Angelique si stava godendo la compagnia di quello straniero: nonostante fosse un perfetto sconosciuto, era affabile, gentile e anche spiritoso, tutto il contrario di quello scorbutico di prima che, a proposito si era finalmente alzato da quella sedia e veniva verso di lei… Cosa aveva intenzione di fare?
“Hei tu!” disse Herbert a voce alta. Il tipo con gli occhiali da sole si girò lentamente. “Sì, sto parlando proprio con te! Ridammi la mia ragazza!”
Quattro persone ebbero una sola parola in mente: “Ragazza?”
“Come ti permetti?” rispose Angelique, piena di rabbia
“Cosa vorresti dire?” aggiunse Martin
“E questa bella donna” disse il killer con un sorriso di scherno “sarebbe tua?”, dopodiché rise di gusto
“Beh, non esattamente, ma…”
“Allora non scocciarci, cane!”
‘Ti ho in pugno!’ pensò Herbert “Scusa, se ti do tanto disturbo, perché non te ne vai?”
Il killer rimase con un sorriso piuttosto inquietante sulla faccia “Ma certo… Andiamo, bellezza” disse e, messo un braccio attorno alla vita della ragazza bionda, fece per uscire ma Angelique lo bloccò “Scusa, cosa hai intenzione di fare?”

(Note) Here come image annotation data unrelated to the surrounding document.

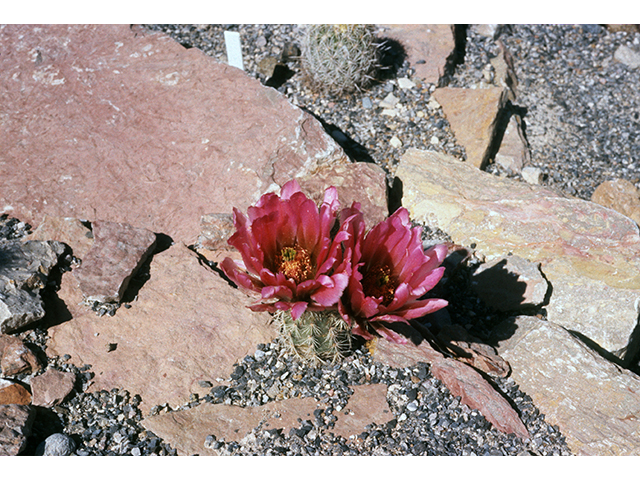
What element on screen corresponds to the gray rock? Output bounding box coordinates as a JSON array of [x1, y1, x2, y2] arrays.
[[0, 405, 36, 456], [73, 221, 156, 302], [36, 433, 76, 457], [0, 240, 65, 333]]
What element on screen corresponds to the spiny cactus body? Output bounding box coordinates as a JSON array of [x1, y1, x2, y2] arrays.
[[302, 25, 378, 95], [274, 310, 351, 364]]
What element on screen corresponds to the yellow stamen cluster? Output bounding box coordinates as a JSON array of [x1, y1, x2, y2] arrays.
[[276, 245, 314, 283], [362, 265, 396, 306]]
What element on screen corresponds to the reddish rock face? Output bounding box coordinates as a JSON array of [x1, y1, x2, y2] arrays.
[[0, 25, 347, 244], [0, 335, 41, 377], [0, 378, 31, 405], [0, 404, 36, 456], [47, 244, 276, 414], [433, 87, 508, 169]]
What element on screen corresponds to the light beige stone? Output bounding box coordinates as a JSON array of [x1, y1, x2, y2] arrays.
[[396, 149, 640, 357]]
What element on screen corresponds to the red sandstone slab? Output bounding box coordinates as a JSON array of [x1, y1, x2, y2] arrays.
[[0, 25, 347, 244]]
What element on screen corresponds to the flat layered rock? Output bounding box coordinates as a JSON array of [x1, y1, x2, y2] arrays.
[[396, 149, 640, 358], [498, 316, 640, 455], [47, 244, 276, 411], [332, 384, 395, 439], [142, 398, 319, 455], [0, 25, 348, 245]]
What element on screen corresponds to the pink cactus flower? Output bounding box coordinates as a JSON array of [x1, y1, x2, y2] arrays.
[[220, 180, 360, 320], [339, 208, 448, 343]]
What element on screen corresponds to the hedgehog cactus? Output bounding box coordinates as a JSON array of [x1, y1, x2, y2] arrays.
[[274, 310, 351, 364], [302, 25, 378, 95], [220, 180, 447, 364]]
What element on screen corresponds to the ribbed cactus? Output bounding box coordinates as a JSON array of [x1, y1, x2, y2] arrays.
[[302, 25, 378, 95], [274, 310, 351, 364]]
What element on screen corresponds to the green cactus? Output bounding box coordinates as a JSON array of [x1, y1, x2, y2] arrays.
[[274, 310, 351, 365], [301, 25, 378, 95]]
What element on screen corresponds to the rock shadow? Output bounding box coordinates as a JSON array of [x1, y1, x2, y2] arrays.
[[300, 106, 375, 163], [373, 37, 408, 83]]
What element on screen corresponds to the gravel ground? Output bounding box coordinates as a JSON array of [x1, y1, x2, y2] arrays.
[[6, 25, 640, 455]]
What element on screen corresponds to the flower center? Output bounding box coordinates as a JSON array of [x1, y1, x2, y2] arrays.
[[362, 265, 396, 306], [276, 245, 313, 283]]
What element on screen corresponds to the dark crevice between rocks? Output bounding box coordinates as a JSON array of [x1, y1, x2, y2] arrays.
[[482, 101, 526, 170], [187, 245, 238, 288], [19, 405, 64, 457], [373, 37, 407, 83], [387, 177, 403, 215]]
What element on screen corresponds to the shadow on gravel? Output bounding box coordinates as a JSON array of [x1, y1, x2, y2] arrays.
[[300, 107, 375, 163]]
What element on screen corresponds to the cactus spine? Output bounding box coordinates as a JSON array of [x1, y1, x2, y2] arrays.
[[274, 310, 351, 365], [302, 25, 378, 95]]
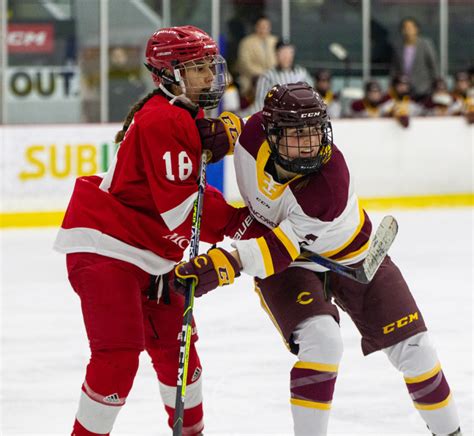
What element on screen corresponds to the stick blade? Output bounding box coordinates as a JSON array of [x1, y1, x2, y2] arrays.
[[357, 215, 398, 283]]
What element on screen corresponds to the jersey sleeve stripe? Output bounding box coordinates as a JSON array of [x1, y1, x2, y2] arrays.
[[273, 227, 300, 260], [257, 236, 274, 277], [321, 204, 365, 257], [161, 192, 197, 230]]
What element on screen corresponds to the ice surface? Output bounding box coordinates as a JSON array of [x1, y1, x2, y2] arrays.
[[0, 209, 473, 436]]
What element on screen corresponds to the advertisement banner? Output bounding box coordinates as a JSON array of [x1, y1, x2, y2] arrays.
[[7, 23, 54, 54], [0, 124, 121, 212], [6, 66, 80, 102]]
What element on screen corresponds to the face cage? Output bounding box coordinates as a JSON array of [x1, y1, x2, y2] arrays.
[[174, 55, 228, 109], [267, 122, 332, 175]]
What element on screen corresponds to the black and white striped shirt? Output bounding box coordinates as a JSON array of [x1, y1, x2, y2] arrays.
[[254, 65, 314, 112]]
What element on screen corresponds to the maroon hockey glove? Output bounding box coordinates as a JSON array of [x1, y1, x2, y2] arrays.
[[174, 248, 241, 297], [196, 112, 242, 163]]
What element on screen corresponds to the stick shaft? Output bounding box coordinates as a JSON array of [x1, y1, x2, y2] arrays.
[[173, 153, 208, 436]]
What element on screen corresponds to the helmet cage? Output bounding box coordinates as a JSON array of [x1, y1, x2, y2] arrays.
[[179, 55, 228, 109]]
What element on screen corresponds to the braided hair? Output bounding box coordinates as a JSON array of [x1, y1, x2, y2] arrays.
[[115, 88, 161, 144]]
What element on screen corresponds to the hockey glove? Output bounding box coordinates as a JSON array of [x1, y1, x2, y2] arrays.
[[196, 112, 242, 163], [174, 248, 241, 297]]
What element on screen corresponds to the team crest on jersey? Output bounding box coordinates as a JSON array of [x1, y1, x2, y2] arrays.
[[104, 393, 120, 404], [296, 291, 314, 306], [217, 266, 230, 286], [191, 366, 202, 383]]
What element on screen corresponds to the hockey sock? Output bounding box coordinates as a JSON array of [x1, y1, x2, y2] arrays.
[[72, 350, 140, 436], [384, 332, 459, 434], [290, 361, 338, 435], [147, 343, 204, 436], [290, 315, 343, 436], [405, 363, 459, 434]]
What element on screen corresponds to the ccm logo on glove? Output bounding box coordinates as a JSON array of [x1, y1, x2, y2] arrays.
[[174, 248, 241, 297]]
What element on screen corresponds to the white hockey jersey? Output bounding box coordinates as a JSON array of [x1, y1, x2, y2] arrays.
[[234, 113, 372, 278]]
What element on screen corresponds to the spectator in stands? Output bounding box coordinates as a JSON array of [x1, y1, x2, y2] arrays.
[[381, 75, 423, 127], [451, 71, 474, 122], [424, 78, 459, 116], [349, 80, 390, 118], [390, 17, 439, 101], [219, 73, 241, 112], [253, 40, 314, 113], [237, 16, 278, 102], [314, 70, 342, 118]]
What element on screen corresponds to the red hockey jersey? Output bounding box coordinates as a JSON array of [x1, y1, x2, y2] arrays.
[[55, 95, 245, 275]]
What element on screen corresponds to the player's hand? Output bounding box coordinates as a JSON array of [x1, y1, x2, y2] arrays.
[[174, 248, 241, 297], [196, 112, 242, 163]]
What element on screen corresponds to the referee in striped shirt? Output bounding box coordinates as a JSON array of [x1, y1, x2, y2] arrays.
[[252, 40, 314, 113]]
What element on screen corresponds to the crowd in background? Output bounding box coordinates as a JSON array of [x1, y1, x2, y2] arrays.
[[222, 16, 474, 127]]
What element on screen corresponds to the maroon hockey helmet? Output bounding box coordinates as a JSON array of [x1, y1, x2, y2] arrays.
[[145, 26, 227, 109], [262, 82, 333, 174]]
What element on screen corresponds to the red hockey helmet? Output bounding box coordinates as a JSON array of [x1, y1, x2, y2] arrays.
[[145, 26, 227, 108], [262, 82, 333, 174]]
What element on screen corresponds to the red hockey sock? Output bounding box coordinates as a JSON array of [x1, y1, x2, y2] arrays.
[[72, 350, 140, 436]]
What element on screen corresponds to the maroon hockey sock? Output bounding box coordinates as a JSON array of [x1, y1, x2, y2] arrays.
[[405, 365, 451, 410], [291, 361, 337, 410]]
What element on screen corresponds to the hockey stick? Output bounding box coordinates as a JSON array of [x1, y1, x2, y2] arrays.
[[173, 152, 209, 436], [301, 215, 398, 283]]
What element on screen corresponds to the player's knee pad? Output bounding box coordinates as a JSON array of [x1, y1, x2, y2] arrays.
[[293, 315, 343, 365], [84, 349, 140, 398], [383, 332, 438, 377], [75, 349, 140, 434], [291, 315, 343, 410]]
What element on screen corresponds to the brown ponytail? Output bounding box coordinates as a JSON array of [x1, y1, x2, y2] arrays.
[[115, 88, 161, 144]]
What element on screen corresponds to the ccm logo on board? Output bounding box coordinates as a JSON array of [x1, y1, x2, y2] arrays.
[[7, 24, 54, 53]]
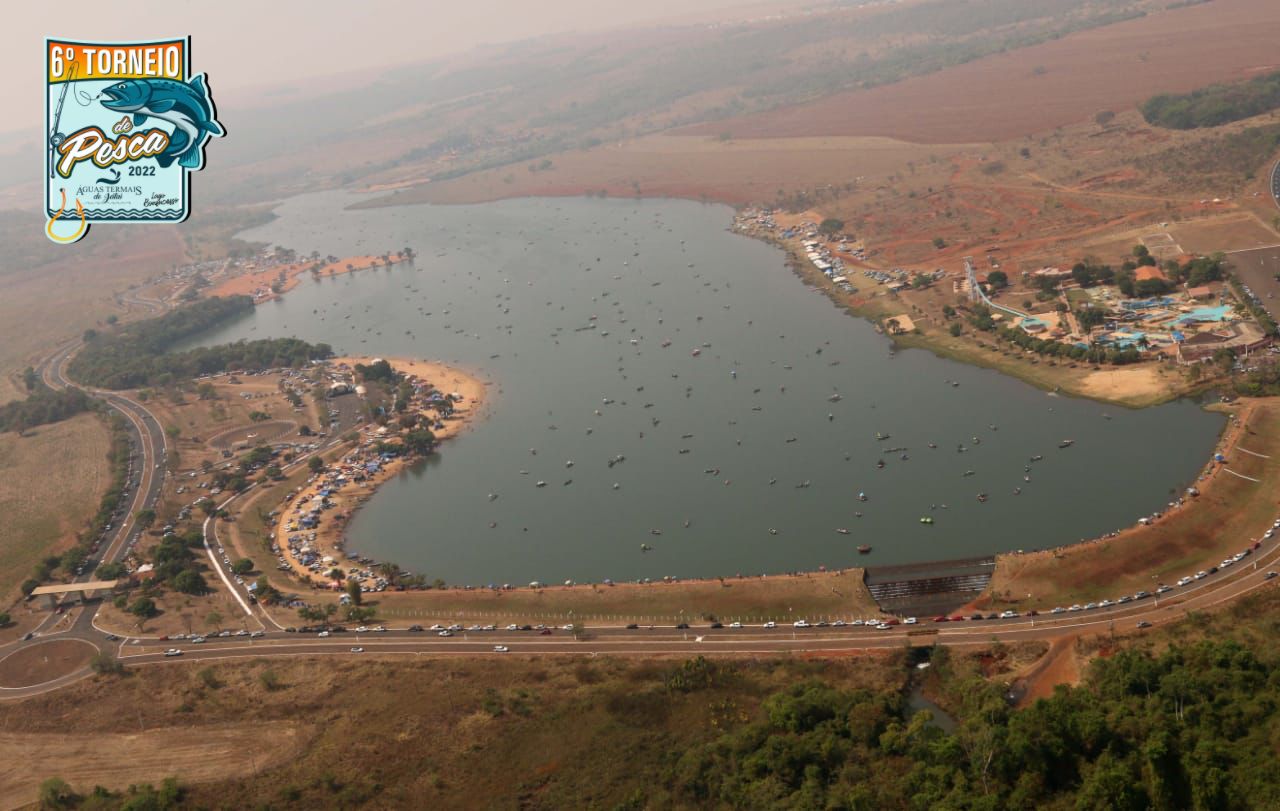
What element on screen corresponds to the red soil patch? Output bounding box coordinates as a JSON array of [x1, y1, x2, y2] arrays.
[[209, 253, 403, 304], [0, 640, 97, 687], [1018, 637, 1080, 707], [681, 0, 1280, 143]]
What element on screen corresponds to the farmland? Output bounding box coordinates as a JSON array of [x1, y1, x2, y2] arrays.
[[0, 414, 108, 599], [685, 0, 1280, 143]]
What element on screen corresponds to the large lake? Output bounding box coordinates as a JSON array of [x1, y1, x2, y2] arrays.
[[189, 193, 1222, 585]]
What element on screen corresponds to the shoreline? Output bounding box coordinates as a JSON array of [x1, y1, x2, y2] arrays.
[[271, 356, 489, 588], [747, 223, 1192, 409], [227, 208, 1259, 611]]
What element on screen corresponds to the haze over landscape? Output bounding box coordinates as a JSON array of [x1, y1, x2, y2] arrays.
[[0, 0, 1280, 810]]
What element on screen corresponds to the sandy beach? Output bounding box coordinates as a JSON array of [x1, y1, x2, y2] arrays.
[[209, 253, 404, 304], [273, 357, 486, 585]]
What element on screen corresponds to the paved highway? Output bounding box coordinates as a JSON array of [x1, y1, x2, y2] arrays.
[[0, 305, 1280, 698]]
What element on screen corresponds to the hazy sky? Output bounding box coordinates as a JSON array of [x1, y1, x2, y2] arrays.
[[10, 0, 762, 133]]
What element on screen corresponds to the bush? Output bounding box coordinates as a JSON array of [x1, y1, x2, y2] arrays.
[[88, 651, 124, 675], [1140, 72, 1280, 129]]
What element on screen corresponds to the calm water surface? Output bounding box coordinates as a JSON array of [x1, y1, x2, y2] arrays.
[[186, 194, 1222, 585]]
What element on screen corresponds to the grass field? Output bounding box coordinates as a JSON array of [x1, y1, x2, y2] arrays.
[[299, 569, 879, 627], [20, 588, 1280, 810], [988, 398, 1280, 609], [10, 651, 906, 808], [0, 414, 110, 604], [686, 0, 1280, 143]]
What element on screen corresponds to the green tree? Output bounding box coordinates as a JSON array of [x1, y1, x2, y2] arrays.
[[129, 597, 157, 619], [40, 778, 77, 808], [170, 569, 209, 595]]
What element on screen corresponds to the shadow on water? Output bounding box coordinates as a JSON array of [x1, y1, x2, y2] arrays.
[[902, 647, 957, 734]]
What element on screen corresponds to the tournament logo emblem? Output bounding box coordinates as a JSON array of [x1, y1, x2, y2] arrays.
[[45, 37, 227, 243]]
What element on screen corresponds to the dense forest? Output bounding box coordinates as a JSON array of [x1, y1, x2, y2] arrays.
[[1140, 72, 1280, 129], [0, 382, 93, 434], [667, 640, 1280, 810], [68, 295, 333, 389]]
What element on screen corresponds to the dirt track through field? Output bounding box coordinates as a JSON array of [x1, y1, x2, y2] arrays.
[[681, 0, 1280, 143]]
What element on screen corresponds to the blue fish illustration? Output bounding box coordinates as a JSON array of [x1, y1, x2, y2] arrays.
[[101, 73, 227, 169]]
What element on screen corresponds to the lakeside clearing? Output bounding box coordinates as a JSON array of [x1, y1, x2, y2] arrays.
[[273, 357, 486, 586], [0, 414, 110, 601], [209, 253, 412, 304], [268, 569, 882, 626], [744, 212, 1203, 408], [978, 398, 1280, 610]]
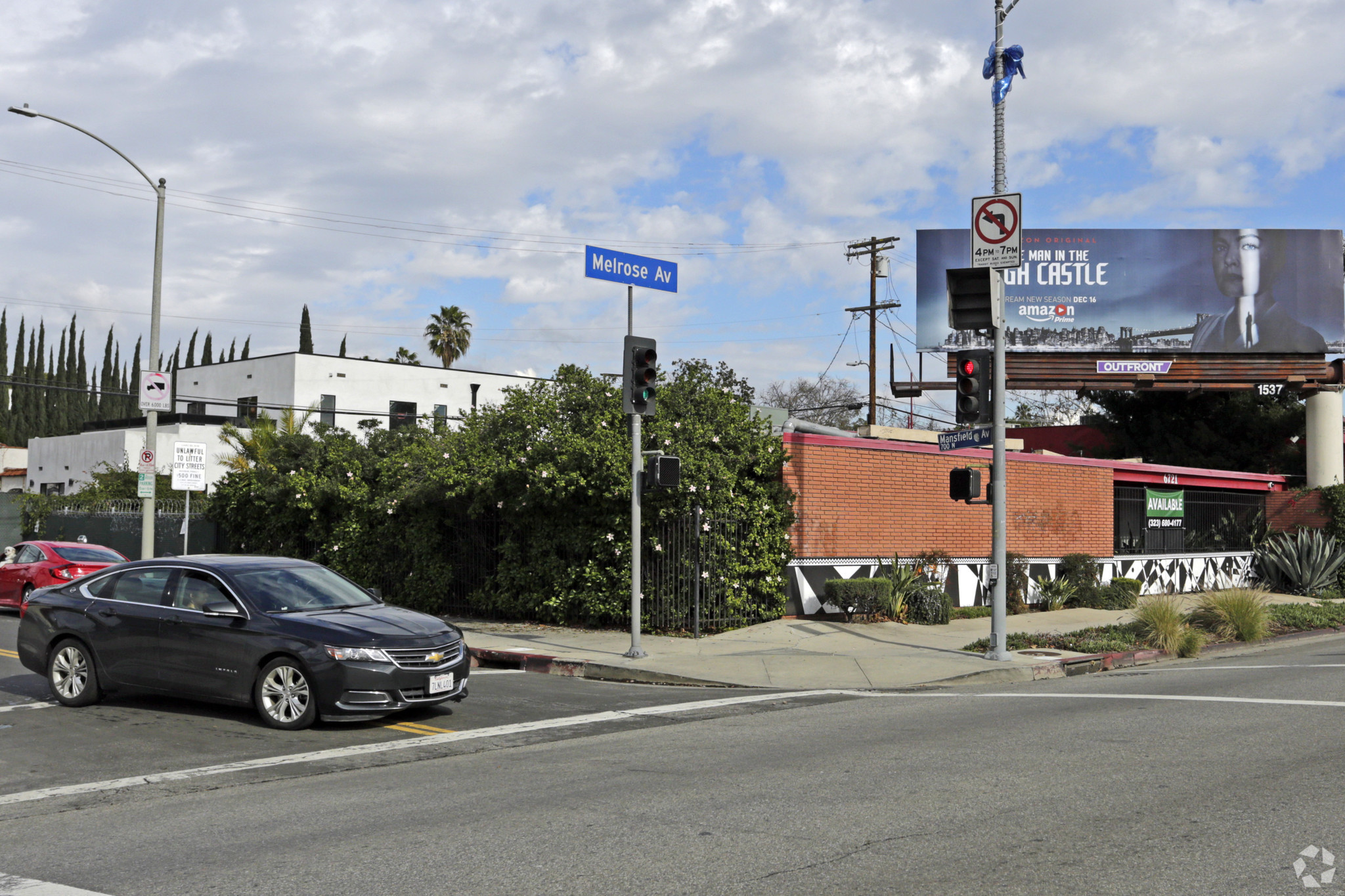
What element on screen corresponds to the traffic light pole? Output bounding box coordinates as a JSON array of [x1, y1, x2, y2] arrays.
[[621, 284, 650, 660], [984, 0, 1017, 660]]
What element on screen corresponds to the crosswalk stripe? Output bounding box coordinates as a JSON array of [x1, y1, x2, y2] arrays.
[[0, 872, 114, 896]]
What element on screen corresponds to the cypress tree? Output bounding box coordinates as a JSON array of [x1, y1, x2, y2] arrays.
[[99, 326, 117, 421], [122, 336, 141, 416], [47, 328, 70, 435], [0, 308, 13, 439], [9, 322, 28, 447]]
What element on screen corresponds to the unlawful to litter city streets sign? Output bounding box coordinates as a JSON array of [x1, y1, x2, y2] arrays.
[[172, 442, 206, 492], [140, 371, 172, 411], [939, 426, 991, 452], [971, 194, 1022, 267]]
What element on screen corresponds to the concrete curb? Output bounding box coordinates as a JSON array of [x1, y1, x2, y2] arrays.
[[467, 647, 741, 688]]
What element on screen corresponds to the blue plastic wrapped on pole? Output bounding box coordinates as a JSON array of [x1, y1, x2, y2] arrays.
[[981, 45, 1028, 106]]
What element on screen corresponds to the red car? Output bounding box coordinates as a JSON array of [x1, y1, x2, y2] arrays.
[[0, 542, 127, 607]]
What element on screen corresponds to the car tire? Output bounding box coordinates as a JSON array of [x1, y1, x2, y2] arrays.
[[253, 657, 317, 731], [47, 638, 102, 706]]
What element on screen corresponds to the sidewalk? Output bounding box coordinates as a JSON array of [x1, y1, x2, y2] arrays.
[[451, 595, 1310, 689]]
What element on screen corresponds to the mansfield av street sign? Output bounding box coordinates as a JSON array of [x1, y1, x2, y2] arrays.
[[584, 246, 676, 293]]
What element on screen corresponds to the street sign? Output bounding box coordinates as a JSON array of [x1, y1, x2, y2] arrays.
[[172, 442, 206, 492], [971, 194, 1022, 267], [939, 426, 991, 452], [584, 246, 676, 293], [140, 371, 172, 411]]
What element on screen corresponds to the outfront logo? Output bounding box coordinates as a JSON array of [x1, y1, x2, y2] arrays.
[[1018, 304, 1074, 324], [1294, 845, 1336, 889]]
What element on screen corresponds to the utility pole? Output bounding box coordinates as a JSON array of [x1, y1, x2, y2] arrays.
[[986, 0, 1022, 660], [845, 236, 901, 426]]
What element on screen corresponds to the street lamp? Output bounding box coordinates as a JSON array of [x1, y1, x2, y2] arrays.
[[9, 104, 168, 560]]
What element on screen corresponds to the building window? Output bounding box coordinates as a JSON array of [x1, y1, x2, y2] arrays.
[[387, 402, 416, 430]]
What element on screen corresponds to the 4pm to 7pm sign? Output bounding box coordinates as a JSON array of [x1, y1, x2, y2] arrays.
[[584, 246, 676, 293]]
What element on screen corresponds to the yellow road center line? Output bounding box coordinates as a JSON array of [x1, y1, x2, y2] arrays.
[[397, 721, 453, 735]]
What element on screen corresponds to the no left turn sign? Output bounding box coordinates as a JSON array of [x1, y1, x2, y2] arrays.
[[971, 194, 1022, 267]]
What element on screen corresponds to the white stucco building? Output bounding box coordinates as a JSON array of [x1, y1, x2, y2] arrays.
[[176, 352, 538, 431], [23, 415, 227, 494], [23, 352, 539, 494]]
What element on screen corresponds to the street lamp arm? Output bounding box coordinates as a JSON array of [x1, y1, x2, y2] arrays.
[[9, 106, 159, 186]]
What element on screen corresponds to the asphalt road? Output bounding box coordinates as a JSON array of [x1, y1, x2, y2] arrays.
[[0, 610, 1345, 896]]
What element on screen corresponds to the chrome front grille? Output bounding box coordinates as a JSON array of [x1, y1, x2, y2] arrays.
[[384, 641, 463, 669]]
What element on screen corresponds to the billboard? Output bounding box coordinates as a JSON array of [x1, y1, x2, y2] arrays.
[[916, 228, 1345, 354]]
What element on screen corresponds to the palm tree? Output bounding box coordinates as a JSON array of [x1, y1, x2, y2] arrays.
[[425, 305, 472, 367]]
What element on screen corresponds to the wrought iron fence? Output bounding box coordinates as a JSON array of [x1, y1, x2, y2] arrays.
[[642, 513, 771, 634], [1113, 485, 1266, 555]]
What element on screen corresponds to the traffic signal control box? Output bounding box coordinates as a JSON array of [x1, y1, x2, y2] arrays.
[[948, 466, 981, 501], [644, 454, 682, 492], [956, 348, 994, 423], [621, 336, 659, 416]]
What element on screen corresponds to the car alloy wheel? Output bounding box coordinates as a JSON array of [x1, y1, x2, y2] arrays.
[[261, 666, 312, 725], [51, 645, 89, 700]]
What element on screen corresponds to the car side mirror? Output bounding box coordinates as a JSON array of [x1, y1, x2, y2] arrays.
[[200, 601, 242, 616]]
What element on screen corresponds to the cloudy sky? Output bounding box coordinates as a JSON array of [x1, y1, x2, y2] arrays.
[[0, 0, 1345, 424]]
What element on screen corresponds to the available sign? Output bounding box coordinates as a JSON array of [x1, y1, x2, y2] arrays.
[[939, 426, 991, 452], [1145, 489, 1186, 529], [172, 442, 206, 492], [584, 246, 676, 293]]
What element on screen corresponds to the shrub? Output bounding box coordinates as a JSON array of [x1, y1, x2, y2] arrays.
[[906, 584, 952, 626], [1256, 529, 1345, 594], [1136, 594, 1190, 653], [963, 622, 1141, 653], [1192, 588, 1269, 641], [1005, 551, 1028, 615], [823, 579, 892, 622], [1037, 578, 1077, 611]]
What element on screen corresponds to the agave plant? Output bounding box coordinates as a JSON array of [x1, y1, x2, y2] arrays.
[[1256, 529, 1345, 594]]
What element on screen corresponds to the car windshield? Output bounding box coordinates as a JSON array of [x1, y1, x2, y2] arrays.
[[234, 566, 378, 612], [51, 545, 127, 563]]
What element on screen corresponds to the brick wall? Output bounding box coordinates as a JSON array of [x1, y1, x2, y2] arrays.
[[1266, 490, 1330, 532], [784, 437, 1114, 557]]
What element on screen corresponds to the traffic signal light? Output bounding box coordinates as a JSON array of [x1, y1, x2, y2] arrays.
[[644, 454, 682, 490], [946, 267, 1003, 329], [948, 466, 981, 501], [621, 336, 659, 415], [956, 348, 991, 423]]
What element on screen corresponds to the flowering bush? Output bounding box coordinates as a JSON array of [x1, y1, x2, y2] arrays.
[[209, 360, 793, 624]]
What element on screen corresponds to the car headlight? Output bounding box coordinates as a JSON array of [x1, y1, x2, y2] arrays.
[[327, 645, 391, 662]]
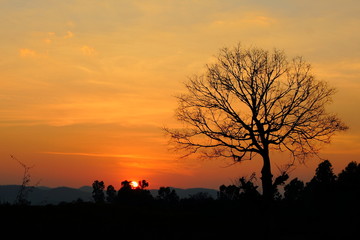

“Oh, è vero! Che sciocco che sono… Devo aspettare ancora…”Guardò l’orologio che aveva al polso “venti secondi più o meno, prima di potermene andare…”
“Aspettare ancora… cosa intendi dire?”
Finita la frase, Herbert vide l’americana vacillare leggermente, quasi come se stesse per perdere conoscenza, ma era ancora in grado di camminare, perché seguì il killer mentre usciva di fretta dal bar
“Fermo!” urlò Martin che si gettò dietro all’uomo con gli occhiali da sole, seguito a ruota da Herbert e dalla poliziotta.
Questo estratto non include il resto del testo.